With rising temperatures and sea levels climate change is impacting salt production around the world, but here in the Salt City, a local business is using a more sustainable and traditional method to make salt.

The Syracuse Salt Company for that past three years has been using brine from ground water to make salt, a method that blunts some of the worst effects of climate change. 

The 300-feet deep well where Syracuse Salt Company brings up groundwater. (Emily Kenny/Spectrum News 1)

SUNY College of Environmental Science and Forestry professor Gregory Boyer said climate change can have an impact on salt production, but it depends on how it's produced. 

“Climate change really has no impact on mining salt,” Boyer said. “When you’re talking about sea salt, they take seawater, put it on large flats and allow the water to evaporate.” 

But this type of salt production is vulnerable to the impacts of higher temperatures, rainfall and sea levels, such as flooded producers’ fields, making them more difficult to evaporate, Boyer said. 

A study on salt production in Ghana found that as temperatures and rainfall increased, salt production decreased.

Salt made at the Syracuse Salt Company. (Emily Kenny/Spectrum News 1)

But the method of salt production in the Syracuse area and done by local salt producer David Iannicello, founder of the Syracuse Salt Company, would likely not be as impacted by climate change, Boyer said.

“I guess the increased rainfall might dilute the brine a little, but which means you would need to take up a little bit more brine, but I wouldn’t expect it to have a major impact,” Boyer said. 

Due to the stability of producing salt from brine wells, Boyer said he believes it could be successful in this area.

“Salt production is driven by where the salt is and we were fortunate in that geologically, many years ago, we were a seabed and so there was a lot of salt,” Boyer said.

A report from the U.S. Geology Survey, says development of the salt industry in Syracuse began in the 18th and 19th century from brine wells at the southern end of Onondaga Lake, which came from salt beds near Tully.

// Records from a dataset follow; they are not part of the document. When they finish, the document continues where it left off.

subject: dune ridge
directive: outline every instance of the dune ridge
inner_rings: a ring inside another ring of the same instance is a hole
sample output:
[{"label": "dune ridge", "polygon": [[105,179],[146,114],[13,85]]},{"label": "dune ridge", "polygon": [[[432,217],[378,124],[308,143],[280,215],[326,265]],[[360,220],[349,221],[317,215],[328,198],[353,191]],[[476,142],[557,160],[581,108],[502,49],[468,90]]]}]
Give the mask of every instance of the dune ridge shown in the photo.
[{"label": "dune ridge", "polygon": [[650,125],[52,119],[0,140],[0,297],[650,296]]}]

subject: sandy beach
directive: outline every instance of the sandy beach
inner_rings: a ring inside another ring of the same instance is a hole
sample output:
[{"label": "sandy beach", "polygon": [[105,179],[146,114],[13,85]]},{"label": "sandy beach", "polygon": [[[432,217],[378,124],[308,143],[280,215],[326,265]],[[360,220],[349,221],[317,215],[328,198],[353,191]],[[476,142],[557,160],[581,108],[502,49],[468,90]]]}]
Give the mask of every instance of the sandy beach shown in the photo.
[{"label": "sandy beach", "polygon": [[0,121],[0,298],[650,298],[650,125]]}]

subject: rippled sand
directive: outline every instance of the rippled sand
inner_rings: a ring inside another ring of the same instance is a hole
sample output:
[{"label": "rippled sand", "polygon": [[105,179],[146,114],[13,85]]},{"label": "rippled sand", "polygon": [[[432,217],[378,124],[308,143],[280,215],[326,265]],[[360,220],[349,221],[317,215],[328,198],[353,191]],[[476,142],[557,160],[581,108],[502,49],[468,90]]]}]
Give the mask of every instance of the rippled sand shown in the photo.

The infused salt that the Syracuse Salt Company makes using a variety of herbs and spices. (Emily Kenny/Spectrum News 1)

Iannicello and his daughter Libby started pumping ground water through a well that was dug in 2020 to make salt.

“When we first started pumping water out, it was around 6% saturation, which is not quite what I wanted, but we could still work with it, but the well company said to keep running it and it would increase and now it's at 13%,” Iannicello said. 

Salt separates from the water on the evaporation table. (Emily Kenny/Spectrum News 1)

Salt begins to fall out of the solution at 28% saturation, he said, so at 13% they are halfway to salt before beginning the process of evaporation. 

The process begins with the water pumped from underground then is held in tanks where they bubble air into it to remove iron. 

“Then from there it goes into our evaporation tables that we maintain at 100 degrees 24 hours a day to slowly evaporate water off,” Iannicello said. 

Once the water has evaporated, they harvest the salt, drain it, dry it then sift it to different sizes. 

Brine coming into the production facility at the Syracuse Salt Company. (Emily Kenny/Spectrum News 1)

Currently, the company produces about 8,000 pounds of salt per year, Iannicello said, and they have grown since they began making their own salt, but they don’t want to expand too rapidly.

“We are trying to grow organically, but we are always keeping our ears open for potentially anybody else in the area who wants to do salt,” he said.

Iannicello said he decided where to put the well in consultation with geologist, William Kappel, who believes salt could come from the groundwater for many years.

“He believes there’s enough salt under Syracuse for the next 200 to 300 years at more than the rates we’re taking,” Iannicello said.